JAKARTA || Jejak-indonesia.id – Anggota Komisi III DPR RI Abdullah mendesak pihak kepolisian untuk tidak berhenti pada penangkapan 16 tersangka dalam kasus sindikat lintas provinsi pembuat dan pengedar meterai palsu yang berpotensi menimbulkan kerugian keuangan negara hingga Rp1,03 triliun. Ia meminta penelusuran mendalam terhadap aliran dana serta aktor intelektual di balik jaringan kejahatan tersebut.
“Aktor intelektual atau pemodalnya harus diungkap sepenuhnya. Mengingat pemalsuan meterai ini merupakan kejahatan terorganisir yang terus berulang, tindakan tegas harus dilakukan sampai ke tingkat elit atau pemimpin sindikat,” tegas Abdullah di Jakarta, Kamis (20/8/2026).
Menurutnya, kepolisian bersama Direktorat Jenderal Pajak perlu menelusuri secara menyeluruh aliran uang hasil kejahatan tersebut, termasuk menyelidiki potensi adanya Tindak Pidana Pencucian Uang (TPPU). Ia juga mendesak pengungkapan sindikat pemalsuan meterai lainnya yang diduga masih beroperasi di luar jaringan yang telah dibongkar.
“Siapa yang menerima dan menikmati keuntungan tersebut? Apakah dana itu dialihkan menjadi aset tertentu? Jika ditemukan indikasi, dalami juga dugaan TPPU-nya,” tambahnya.
Selain penindakan hukum, Abdullah juga mengusulkan penguatan edukasi publik guna mencegah peredaran meterai palsu lebih luas. Masyarakat diharapkan mampu membedakan keaslian meterai, antara lain dengan memeriksa kualitas kertas, hologram, hingga mikroteks yang tertera.
“Saya menilai sosialisasi melalui iklan layanan masyarakat maupun edukasi langsung kepada masyarakat masih belum cukup masif. Hal ini perlu ditingkatkan agar masyarakat tidak mudah tertipu,” ujarnya.
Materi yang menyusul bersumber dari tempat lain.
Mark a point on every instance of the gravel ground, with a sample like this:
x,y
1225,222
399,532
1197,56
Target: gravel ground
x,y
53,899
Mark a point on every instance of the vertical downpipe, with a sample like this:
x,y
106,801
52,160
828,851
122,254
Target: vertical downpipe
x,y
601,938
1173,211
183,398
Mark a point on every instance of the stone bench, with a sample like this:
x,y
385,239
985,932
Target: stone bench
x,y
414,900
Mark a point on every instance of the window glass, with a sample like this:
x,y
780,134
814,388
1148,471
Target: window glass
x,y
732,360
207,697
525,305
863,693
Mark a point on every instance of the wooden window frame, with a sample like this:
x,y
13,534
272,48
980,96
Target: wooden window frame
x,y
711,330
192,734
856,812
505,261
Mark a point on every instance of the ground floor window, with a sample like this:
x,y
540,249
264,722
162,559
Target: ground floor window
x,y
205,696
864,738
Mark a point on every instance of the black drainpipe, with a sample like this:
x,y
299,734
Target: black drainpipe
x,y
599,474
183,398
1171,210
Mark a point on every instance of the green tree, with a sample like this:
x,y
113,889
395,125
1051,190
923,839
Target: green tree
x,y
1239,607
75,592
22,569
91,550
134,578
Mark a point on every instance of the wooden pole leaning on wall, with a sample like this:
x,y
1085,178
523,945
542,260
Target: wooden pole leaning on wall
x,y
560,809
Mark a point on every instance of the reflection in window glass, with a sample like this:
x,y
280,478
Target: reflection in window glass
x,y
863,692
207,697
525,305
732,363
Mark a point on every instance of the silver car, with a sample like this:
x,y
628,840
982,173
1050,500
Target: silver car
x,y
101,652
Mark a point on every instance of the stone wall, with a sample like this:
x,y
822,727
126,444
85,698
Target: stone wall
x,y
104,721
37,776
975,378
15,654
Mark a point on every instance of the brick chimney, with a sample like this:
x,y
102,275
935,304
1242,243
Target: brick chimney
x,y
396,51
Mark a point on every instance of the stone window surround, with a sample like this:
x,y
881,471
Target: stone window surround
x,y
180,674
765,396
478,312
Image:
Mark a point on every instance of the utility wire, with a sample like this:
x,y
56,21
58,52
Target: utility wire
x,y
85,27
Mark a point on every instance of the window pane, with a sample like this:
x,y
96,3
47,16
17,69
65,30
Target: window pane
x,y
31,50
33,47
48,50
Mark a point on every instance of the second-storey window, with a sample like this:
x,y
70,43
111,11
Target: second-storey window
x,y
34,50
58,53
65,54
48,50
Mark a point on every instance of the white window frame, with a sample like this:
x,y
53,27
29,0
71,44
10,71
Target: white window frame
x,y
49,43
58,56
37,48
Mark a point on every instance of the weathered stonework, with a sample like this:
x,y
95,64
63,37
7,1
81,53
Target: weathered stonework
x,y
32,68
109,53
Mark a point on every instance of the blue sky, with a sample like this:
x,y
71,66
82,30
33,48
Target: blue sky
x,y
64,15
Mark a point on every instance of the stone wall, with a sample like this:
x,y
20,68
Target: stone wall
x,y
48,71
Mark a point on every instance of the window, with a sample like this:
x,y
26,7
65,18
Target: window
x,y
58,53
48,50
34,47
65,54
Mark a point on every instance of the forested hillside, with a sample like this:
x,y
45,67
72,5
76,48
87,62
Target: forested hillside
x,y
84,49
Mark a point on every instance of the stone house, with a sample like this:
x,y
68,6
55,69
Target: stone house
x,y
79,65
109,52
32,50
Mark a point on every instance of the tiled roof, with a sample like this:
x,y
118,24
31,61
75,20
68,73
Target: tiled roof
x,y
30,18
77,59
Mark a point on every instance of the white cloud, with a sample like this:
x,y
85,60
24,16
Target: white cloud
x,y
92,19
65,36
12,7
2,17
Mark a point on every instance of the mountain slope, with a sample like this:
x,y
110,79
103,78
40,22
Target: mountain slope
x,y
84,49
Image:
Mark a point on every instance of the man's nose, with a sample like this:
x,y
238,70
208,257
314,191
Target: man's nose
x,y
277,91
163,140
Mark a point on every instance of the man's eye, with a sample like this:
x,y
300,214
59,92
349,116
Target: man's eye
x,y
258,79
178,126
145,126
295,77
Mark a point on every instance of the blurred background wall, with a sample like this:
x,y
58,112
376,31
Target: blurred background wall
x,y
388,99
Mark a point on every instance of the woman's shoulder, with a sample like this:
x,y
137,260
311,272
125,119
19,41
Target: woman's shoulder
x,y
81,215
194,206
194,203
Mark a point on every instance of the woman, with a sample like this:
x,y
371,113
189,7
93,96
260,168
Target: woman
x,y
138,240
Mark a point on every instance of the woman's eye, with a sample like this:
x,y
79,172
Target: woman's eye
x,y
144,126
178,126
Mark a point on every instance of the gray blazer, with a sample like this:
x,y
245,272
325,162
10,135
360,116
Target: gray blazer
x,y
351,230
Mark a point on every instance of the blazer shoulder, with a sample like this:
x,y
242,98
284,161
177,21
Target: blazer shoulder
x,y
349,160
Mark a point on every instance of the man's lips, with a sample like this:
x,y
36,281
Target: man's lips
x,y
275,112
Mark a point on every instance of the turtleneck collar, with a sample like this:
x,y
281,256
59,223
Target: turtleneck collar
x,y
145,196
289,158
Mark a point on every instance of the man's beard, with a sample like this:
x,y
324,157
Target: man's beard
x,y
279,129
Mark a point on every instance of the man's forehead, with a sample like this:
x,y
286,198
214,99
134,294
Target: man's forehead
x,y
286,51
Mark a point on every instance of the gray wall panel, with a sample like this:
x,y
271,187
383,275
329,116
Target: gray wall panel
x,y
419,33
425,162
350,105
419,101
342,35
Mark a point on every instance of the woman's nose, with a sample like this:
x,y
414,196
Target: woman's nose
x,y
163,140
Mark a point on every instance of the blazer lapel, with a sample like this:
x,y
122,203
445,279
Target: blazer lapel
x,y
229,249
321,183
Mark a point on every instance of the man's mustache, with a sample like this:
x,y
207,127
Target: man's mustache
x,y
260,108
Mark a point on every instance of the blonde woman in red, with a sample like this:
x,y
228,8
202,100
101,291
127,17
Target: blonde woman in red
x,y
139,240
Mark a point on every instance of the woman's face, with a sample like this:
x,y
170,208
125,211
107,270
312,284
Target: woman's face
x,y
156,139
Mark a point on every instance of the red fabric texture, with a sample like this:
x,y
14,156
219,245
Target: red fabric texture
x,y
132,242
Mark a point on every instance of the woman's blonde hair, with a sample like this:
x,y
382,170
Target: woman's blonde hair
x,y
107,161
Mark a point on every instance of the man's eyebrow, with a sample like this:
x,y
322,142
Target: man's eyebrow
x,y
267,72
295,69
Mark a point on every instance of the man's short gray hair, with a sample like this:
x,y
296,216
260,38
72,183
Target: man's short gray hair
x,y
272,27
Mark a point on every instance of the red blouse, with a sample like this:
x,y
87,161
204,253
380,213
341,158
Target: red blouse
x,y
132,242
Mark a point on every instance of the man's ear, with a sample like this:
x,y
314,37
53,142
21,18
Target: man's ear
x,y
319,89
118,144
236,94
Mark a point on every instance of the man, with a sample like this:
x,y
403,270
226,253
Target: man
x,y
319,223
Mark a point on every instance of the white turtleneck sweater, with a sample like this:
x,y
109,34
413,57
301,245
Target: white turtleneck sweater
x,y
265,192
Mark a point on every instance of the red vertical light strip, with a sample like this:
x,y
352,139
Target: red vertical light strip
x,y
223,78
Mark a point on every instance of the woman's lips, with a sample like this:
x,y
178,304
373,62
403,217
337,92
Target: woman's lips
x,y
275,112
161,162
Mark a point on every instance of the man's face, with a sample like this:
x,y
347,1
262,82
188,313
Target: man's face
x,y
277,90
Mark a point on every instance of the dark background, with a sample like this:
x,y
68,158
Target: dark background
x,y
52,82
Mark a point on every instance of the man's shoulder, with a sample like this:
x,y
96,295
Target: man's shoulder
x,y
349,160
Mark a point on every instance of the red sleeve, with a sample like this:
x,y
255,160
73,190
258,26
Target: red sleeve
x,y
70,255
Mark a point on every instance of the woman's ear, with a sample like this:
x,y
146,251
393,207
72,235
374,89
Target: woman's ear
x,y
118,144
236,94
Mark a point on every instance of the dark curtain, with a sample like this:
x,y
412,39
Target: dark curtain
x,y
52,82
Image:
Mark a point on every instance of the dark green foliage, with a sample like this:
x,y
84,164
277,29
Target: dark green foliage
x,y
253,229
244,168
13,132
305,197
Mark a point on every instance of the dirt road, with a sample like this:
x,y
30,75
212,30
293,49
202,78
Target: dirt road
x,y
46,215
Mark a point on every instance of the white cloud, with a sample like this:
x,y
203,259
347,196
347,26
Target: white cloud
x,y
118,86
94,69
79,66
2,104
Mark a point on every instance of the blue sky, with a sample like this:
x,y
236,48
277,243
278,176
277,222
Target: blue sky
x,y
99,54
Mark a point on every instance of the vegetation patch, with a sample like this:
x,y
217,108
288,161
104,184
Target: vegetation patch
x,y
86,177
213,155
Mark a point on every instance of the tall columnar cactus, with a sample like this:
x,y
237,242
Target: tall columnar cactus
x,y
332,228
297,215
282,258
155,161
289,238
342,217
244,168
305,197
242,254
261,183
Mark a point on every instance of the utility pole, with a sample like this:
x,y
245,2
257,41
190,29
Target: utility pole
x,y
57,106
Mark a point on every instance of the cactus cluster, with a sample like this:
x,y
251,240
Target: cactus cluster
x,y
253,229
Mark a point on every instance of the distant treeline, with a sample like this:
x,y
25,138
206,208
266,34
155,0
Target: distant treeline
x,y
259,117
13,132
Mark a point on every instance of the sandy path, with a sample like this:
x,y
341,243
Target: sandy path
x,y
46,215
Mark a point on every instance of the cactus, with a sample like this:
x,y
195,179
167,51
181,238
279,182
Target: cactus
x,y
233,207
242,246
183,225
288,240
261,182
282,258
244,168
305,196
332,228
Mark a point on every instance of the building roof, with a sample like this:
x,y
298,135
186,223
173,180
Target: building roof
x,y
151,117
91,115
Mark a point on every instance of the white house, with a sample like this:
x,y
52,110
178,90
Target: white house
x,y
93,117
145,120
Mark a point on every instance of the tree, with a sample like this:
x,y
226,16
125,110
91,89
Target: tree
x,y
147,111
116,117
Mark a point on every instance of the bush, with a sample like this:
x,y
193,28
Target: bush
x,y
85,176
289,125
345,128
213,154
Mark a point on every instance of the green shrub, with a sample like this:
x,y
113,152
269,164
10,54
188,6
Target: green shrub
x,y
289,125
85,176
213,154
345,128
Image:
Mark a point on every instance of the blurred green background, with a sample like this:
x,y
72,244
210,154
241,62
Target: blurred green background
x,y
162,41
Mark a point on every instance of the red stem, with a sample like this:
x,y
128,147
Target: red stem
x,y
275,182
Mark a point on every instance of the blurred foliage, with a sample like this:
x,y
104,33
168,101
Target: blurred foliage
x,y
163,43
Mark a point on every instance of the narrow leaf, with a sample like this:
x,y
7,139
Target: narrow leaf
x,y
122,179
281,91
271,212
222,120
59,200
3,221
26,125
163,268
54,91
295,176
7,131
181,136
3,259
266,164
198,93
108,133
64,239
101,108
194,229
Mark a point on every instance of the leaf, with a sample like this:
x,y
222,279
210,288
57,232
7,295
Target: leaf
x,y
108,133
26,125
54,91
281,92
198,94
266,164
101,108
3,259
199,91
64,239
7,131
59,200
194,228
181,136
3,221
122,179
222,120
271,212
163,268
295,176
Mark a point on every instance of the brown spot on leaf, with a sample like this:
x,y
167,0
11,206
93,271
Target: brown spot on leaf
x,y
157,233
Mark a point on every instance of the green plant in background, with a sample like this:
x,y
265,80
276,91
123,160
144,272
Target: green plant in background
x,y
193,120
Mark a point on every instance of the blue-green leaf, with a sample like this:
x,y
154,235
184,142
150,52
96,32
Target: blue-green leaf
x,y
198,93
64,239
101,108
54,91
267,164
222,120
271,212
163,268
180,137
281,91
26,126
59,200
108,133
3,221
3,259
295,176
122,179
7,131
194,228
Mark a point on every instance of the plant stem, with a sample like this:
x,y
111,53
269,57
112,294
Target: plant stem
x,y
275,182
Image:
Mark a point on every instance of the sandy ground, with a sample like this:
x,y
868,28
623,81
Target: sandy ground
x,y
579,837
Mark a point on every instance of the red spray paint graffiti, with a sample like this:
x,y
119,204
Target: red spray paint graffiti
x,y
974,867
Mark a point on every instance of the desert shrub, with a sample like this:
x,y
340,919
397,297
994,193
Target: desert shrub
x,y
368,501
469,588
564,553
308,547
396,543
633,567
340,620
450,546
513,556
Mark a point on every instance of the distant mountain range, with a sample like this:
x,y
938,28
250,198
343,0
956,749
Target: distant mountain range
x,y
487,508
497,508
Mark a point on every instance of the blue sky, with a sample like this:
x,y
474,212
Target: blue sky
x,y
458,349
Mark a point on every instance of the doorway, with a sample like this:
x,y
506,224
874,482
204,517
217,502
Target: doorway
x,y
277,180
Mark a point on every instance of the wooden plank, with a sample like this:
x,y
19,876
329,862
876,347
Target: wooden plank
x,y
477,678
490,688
Sebelumnya, Polda Metro Jaya bekerja sama dengan Direktorat Jenderal Pajak Kementerian Keuangan berhasil membongkar sindikat pemalsuan meterai lintas provinsi dengan potensi kerugian negara mencapai Rp1,03 triliun. Operasi penindakan dilakukan secara serentak dalam kurun waktu 24 Juni hingga 2 Juli 2026 di lima wilayah hukum: DKI Jakarta, Jawa Barat, Jawa Tengah, Jawa Timur, dan Sumatera Utara.
Wakapolda Metro Jaya Brigjen Pol Dekananto Eko Purwono menyampaikan bahwa penindakan ini merupakan wujud komitmen tegas kepolisian bersama Ditjen Pajak dalam melindungi penerimaan negara serta memutus rantai kejahatan pemalsuan dari hulu hingga ke hilir.
“Penyidik berhasil mengamankan 16 orang tersangka dengan pembagian peran yang sangat terstruktur,” ungkap Dekananto di Jakarta, Rabu.
Ke-16 tersangka tersebut mencakup produsen (B), distributor (RC), kurir (M), pendaur ulang (TA dan RTP), serta 11 tersangka lainnya yang berperan sebagai penjual (IA, F, H, RH, MIF, SNM, U, FF, NSA, P, dan MO).